My Lords, I beg to ask His Majesty's Government whether they have any statement to make on the subject of India.

The PARLIAMENTARY UNDER-SECRETARY OF STATE FOR INDIA AND BURMA (THE DUKE OF DEVONSHIRE)

My Lords, the course of events in India has been improving and is, on the whole, reassuring. The broad principles of the declaration made by His Majesty's Government, which formed the basis for the Mission of the Lord Privy Seal to India, must be taken as representing the settled policy of the British Crown and Parliament. These principles stand in their full scope and integrity; no one can add anything to them, and no one can take anything away. The good offices of the Lord Privy Seal were rejected by the Indian Congress Party. This, however, does not end the matter.

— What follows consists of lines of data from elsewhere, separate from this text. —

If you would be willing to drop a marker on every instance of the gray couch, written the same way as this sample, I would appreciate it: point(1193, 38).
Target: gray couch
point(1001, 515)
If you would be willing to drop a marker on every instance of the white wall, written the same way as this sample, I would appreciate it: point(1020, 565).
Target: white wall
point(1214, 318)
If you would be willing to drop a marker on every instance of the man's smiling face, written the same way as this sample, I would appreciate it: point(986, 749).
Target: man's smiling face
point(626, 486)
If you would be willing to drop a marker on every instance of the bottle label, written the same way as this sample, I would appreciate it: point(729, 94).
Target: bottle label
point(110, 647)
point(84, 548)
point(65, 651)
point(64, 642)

The Indian Congress Party does not represent all India. It does not represent the majority of the people of India; it does not represent even the Hindu masses. It is a political organization built round a Party machine, and sustained by certain manufacturing and financial interests. Outside that Party, and fundamentally opposed to it, are the 90,000,000 Moslems in British India, who have their rights of self-expression; the 50,000,000 Depressed Classes, or Untouchables, as they are called, because they are supposed to defile their Hindu co-religionists by their presence or by their shadow; and the 95,000,000 subjects of the Princes of India, to whom we are bound by treaties; in all, 235,000,000 in these three large groupings alone, out of about 390,000,000 in all India. This takes no account of large elements among the Hindus, Sikhs, and Christians in British India who deplore the present policy of the Congress Party. It is necessary that these main facts should not be overlooked here or abroad, because no comprehension of the Indian problem or of the relations between Britain and India is possible without the recognition of these basic data.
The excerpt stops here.